In 1996, with Marsicano at head of ASC, controversy erupted around a Charlotte Repertory Theatre production of the Pulitzer Prize-winning play Angels in America. Local evangelical leaders protested the themes of the play and the onstage nudity, citing public funding via the Arts & Science Council as the core of its argument. Marsicano stood by ASC’s decision to fund, and the Mecklenburg County Commission responded by removing $2.5 million in funding to ASC. After four of the five commissioners who voted to strip the Arts and Science Council of its resources lost their seats in the next election, funds were restored and increased.

In 1999, Marsicano was tapped to lead Foundation for the Carolinas, only the third head of the organization in its 60 years.

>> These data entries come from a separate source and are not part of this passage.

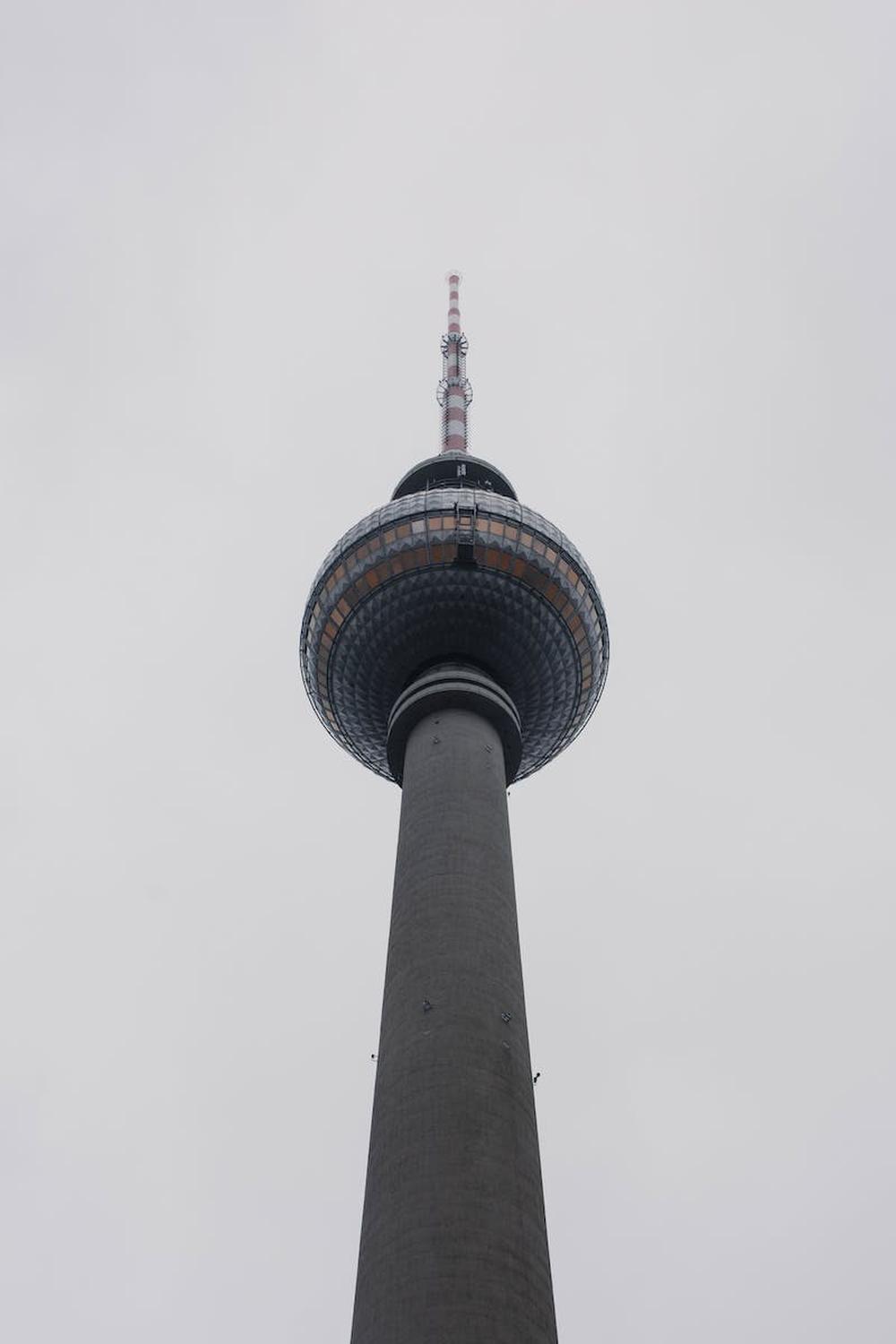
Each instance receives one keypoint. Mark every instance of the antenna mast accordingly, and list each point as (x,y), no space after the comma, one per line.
(454,392)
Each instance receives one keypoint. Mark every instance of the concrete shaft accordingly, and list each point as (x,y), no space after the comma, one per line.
(452,1238)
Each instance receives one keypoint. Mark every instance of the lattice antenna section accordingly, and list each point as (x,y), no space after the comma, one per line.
(454,392)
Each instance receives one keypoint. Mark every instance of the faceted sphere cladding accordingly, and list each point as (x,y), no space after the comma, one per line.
(454,574)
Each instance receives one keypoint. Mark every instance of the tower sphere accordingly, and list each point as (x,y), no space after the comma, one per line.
(454,570)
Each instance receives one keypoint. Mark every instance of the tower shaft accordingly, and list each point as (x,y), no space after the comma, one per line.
(452,1239)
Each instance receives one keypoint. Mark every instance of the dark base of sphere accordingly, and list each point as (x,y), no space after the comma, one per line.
(454,613)
(452,1239)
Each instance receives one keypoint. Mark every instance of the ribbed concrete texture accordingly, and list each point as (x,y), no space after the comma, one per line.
(452,1238)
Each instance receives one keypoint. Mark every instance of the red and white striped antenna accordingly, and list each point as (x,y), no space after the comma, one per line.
(454,392)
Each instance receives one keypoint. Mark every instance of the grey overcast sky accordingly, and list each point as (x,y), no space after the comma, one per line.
(225,234)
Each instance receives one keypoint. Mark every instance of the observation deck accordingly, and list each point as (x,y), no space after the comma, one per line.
(454,570)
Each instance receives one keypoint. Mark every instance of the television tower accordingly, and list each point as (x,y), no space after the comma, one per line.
(454,642)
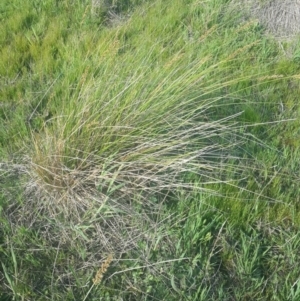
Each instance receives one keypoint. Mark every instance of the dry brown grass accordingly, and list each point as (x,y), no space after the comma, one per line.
(280,17)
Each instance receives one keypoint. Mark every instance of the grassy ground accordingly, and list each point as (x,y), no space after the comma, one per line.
(149,150)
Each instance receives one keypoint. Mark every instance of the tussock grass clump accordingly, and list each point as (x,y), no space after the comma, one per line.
(281,17)
(115,140)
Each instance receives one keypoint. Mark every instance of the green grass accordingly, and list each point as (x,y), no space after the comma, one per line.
(164,134)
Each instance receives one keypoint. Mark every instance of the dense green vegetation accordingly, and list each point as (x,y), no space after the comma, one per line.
(149,150)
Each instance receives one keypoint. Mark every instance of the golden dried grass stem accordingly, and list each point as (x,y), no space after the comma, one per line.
(99,275)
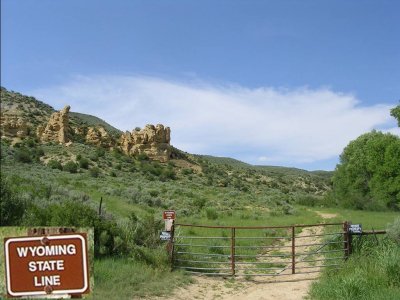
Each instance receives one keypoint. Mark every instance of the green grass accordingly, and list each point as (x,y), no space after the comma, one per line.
(124,278)
(372,273)
(369,219)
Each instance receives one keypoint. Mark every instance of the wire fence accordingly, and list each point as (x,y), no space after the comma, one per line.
(259,250)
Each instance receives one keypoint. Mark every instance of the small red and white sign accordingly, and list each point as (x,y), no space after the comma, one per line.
(169,215)
(39,265)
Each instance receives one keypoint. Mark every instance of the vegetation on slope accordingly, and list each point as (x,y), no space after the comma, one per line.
(372,272)
(368,175)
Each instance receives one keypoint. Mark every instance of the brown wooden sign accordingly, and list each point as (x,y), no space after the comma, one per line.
(40,265)
(169,215)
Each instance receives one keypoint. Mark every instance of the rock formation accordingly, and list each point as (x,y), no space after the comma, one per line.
(57,128)
(13,126)
(154,141)
(99,136)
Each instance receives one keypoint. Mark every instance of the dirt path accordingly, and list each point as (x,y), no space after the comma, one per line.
(284,287)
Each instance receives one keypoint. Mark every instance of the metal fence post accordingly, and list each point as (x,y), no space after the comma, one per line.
(170,245)
(293,250)
(346,239)
(233,250)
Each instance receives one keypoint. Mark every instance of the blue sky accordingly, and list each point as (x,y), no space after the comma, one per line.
(268,82)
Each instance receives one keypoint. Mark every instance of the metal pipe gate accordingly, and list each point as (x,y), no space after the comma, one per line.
(258,250)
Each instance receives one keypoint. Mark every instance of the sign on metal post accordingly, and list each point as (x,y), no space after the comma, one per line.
(42,265)
(355,228)
(165,236)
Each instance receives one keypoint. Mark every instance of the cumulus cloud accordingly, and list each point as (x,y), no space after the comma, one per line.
(258,125)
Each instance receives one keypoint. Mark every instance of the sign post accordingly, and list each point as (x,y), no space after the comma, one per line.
(169,218)
(355,228)
(44,265)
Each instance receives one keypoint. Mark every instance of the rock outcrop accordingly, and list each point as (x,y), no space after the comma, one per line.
(13,126)
(99,136)
(57,128)
(154,141)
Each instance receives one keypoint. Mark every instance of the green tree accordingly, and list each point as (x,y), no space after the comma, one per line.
(368,175)
(395,112)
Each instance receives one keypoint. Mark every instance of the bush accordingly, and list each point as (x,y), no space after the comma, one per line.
(211,213)
(100,152)
(393,231)
(55,164)
(12,208)
(23,155)
(70,167)
(84,163)
(94,172)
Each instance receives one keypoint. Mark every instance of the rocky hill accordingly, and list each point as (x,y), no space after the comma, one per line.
(138,169)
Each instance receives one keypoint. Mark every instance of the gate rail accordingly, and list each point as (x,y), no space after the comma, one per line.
(272,251)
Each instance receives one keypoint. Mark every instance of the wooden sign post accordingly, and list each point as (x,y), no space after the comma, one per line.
(46,265)
(169,218)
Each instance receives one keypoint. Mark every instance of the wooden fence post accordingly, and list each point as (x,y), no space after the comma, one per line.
(293,249)
(233,233)
(346,240)
(170,245)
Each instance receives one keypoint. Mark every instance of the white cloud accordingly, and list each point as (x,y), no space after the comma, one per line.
(264,124)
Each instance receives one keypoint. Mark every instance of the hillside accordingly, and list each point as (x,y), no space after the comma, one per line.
(188,183)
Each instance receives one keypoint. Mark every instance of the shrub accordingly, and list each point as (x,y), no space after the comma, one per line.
(211,213)
(12,208)
(84,163)
(70,167)
(100,152)
(55,164)
(94,172)
(23,155)
(393,231)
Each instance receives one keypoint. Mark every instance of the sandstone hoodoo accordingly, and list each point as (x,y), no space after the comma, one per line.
(98,136)
(57,128)
(13,126)
(154,141)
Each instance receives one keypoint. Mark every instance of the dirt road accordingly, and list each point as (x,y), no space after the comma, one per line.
(285,287)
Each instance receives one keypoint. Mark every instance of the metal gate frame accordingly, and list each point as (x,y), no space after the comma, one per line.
(231,263)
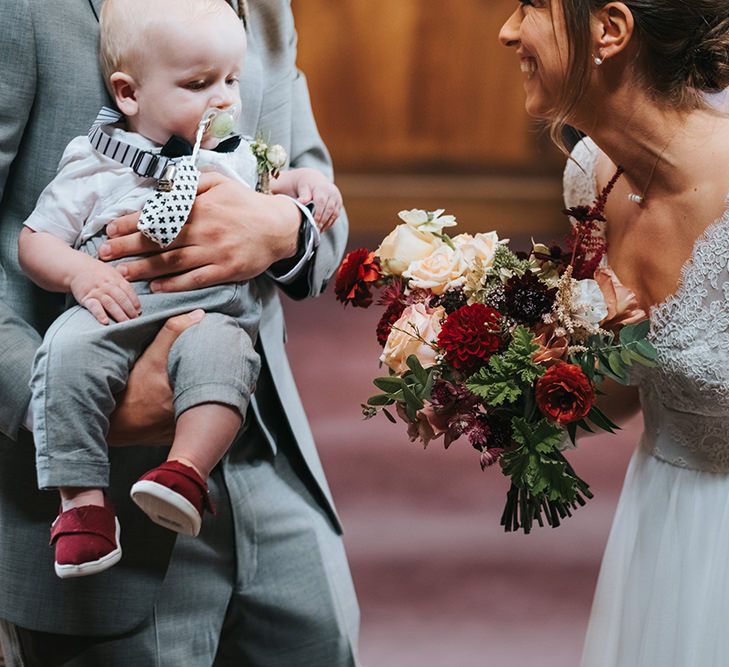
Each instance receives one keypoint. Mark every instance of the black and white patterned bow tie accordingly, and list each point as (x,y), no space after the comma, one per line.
(168,209)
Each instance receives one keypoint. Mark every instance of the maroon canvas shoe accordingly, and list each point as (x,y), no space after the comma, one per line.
(86,540)
(173,495)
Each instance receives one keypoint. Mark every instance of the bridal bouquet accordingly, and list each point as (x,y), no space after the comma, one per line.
(506,350)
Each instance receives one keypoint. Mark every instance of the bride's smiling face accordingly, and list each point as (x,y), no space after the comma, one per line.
(536,30)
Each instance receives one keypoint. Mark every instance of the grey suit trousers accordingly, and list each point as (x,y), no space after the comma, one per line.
(276,590)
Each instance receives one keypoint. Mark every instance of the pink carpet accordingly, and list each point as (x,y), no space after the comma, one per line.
(439,583)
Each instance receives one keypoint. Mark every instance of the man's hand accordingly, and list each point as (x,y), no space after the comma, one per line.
(233,234)
(313,186)
(103,292)
(144,414)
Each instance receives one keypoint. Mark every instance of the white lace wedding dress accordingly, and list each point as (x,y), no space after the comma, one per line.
(662,597)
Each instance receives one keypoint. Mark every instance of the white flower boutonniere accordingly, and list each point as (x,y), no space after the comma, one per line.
(270,159)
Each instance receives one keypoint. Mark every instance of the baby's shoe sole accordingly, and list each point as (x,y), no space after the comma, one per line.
(166,507)
(92,567)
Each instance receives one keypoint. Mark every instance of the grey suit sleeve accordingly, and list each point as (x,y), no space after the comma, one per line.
(308,150)
(18,340)
(17,79)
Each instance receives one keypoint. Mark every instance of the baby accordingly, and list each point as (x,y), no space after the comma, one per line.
(168,64)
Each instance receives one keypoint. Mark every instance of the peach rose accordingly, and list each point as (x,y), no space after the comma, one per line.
(416,321)
(442,270)
(481,246)
(551,348)
(404,245)
(622,305)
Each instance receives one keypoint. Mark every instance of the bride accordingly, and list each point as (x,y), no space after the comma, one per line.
(634,76)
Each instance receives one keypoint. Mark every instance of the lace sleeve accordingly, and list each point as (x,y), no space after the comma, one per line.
(578,181)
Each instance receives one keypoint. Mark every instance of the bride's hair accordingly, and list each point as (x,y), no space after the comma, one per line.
(683,50)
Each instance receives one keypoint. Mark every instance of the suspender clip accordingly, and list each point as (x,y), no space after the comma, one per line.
(151,167)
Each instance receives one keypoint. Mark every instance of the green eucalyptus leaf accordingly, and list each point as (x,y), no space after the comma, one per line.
(388,384)
(380,399)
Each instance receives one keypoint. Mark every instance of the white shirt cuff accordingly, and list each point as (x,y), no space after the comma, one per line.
(28,421)
(311,236)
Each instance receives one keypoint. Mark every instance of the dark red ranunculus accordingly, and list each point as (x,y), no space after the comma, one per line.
(470,336)
(389,317)
(359,269)
(564,394)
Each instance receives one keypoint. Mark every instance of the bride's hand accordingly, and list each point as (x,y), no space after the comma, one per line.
(233,234)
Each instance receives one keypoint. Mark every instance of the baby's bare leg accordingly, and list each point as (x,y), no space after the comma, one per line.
(72,496)
(203,434)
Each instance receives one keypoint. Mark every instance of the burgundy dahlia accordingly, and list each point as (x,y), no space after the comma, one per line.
(526,298)
(469,337)
(451,300)
(359,269)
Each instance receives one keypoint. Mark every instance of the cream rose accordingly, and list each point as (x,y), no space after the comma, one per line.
(427,221)
(588,303)
(443,269)
(481,247)
(404,245)
(416,321)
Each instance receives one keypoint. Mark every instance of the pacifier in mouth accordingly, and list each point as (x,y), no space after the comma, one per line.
(220,123)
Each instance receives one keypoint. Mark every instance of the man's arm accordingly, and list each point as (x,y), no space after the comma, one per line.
(308,150)
(18,340)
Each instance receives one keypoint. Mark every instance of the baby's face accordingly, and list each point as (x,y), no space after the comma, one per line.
(189,68)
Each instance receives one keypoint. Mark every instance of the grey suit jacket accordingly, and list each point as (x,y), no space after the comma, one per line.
(50,91)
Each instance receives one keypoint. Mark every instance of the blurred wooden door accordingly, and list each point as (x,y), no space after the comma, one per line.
(403,88)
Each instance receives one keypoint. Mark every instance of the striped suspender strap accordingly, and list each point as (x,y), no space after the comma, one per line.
(144,163)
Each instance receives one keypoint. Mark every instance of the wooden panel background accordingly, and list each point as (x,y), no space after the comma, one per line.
(423,88)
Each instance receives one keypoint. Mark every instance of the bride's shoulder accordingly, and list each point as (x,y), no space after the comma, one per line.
(579,179)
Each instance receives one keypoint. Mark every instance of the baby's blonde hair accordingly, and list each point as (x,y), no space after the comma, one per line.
(124,25)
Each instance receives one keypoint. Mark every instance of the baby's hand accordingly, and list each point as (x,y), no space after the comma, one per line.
(103,292)
(314,186)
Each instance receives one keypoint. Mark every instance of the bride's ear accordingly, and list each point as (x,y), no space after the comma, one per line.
(613,27)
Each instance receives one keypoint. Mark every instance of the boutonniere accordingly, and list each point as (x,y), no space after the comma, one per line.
(270,159)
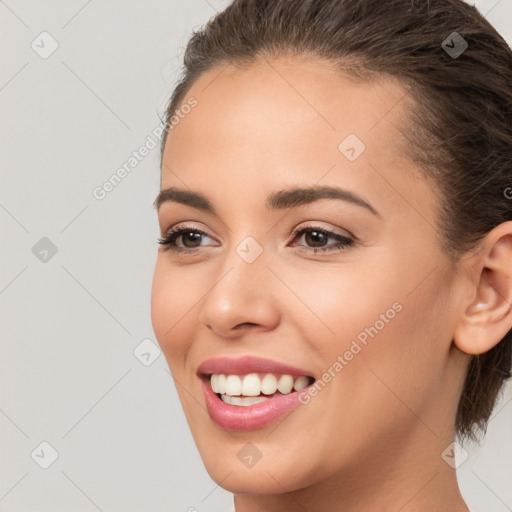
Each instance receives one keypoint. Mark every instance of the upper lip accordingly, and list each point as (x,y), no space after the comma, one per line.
(248,364)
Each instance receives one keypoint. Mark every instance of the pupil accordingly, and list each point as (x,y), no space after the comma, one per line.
(315,237)
(191,237)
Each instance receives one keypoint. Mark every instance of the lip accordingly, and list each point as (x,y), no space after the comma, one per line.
(232,417)
(249,364)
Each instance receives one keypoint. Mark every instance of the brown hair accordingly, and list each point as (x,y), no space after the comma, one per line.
(460,126)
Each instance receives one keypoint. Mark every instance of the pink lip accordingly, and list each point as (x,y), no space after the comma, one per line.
(232,417)
(248,364)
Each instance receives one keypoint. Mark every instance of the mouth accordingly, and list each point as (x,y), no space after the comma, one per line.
(243,394)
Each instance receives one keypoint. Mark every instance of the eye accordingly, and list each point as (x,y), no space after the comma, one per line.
(318,238)
(183,239)
(190,239)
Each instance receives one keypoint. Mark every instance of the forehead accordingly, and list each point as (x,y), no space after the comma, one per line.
(302,107)
(285,121)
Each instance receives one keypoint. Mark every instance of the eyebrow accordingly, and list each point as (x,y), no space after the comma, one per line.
(289,198)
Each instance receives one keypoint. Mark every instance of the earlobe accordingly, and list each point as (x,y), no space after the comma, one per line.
(487,317)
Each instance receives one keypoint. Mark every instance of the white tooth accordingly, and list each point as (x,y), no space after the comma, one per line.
(251,385)
(300,383)
(233,385)
(285,384)
(269,384)
(243,401)
(221,383)
(214,383)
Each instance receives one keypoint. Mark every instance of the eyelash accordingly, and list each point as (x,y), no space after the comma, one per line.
(343,242)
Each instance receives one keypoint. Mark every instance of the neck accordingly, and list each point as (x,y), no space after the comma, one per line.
(410,476)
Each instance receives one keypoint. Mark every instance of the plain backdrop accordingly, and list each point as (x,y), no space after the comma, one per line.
(83,389)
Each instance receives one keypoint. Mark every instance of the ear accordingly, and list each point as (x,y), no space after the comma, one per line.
(487,317)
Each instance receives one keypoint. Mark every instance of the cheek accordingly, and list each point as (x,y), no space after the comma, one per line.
(171,300)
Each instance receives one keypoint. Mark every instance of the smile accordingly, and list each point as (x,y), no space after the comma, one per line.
(250,399)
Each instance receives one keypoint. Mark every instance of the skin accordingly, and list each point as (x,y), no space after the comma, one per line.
(372,438)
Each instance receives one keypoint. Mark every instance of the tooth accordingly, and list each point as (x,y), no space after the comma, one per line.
(285,384)
(269,384)
(214,383)
(251,385)
(300,383)
(221,383)
(233,385)
(243,401)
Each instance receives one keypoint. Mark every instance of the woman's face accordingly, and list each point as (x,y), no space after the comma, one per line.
(369,316)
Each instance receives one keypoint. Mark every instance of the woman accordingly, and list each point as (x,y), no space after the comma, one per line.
(334,284)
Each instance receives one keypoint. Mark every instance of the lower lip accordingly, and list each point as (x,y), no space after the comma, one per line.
(236,417)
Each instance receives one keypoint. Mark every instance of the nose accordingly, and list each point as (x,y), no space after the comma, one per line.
(242,298)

During his tenure, FFTC has grown from assets of $240 million to more than $2.5 billion in 2017, and approximately $4 Billion by his retirement in 2023. FFTC grew from the 35th largest community foundation in America to sixth largest. Marsicano has helped raise more than $3.5 billion in philanthropic gifts for cultural, educational and social-economic initiatives in the Mecklenburg County region. He serves on the boards of Duke University, Duke University Health System, Charlotte Chamber of Commerce and Charlotte Center City Partners. Marsicano has chaired the boards of the University of North Carolina School of the Arts, the National Assembly of Local Arts Agencies (now Americans for the Arts) and guest panels at the National Endowment for the Arts.

== Awards ==
Marsicano received the Vision Award from Charlotte Center City Partners in 2016, the Arc of Triumph Award from Johnson C. Smith University in 2011, the distinguished service award from the University of North Carolina – Charlotte in 2010, was named Innovator of the Year in 2008 by the Charlotte Chamber of Commerce and won the Philanthropy Campeon Award in 2005 from the Latin American Coalition. In 2018, Marsicano was named to the NonProfit Times’ 21st -annual Power and Influence Top 50 List, highlighting the nation’s top philanthropic leaders. In 2022, he
won the Citizen of the Carolinas award from the Charlotte Regional Business Alliance, the
Distinguished Alumni Award from Duke University and was inducted into the Order of the Long Leaf Pine, North Carolina’s highest civilian honor.

== Personal ==
Michael is married to Leslie Marsicano, the Director of the Preyer Scholars Program at Queens University of Charlotte. They have three children. On March 5, 2023, one of his children, Jamie, was arrested at the site of a music festival connected to the Stop Cop City campaign.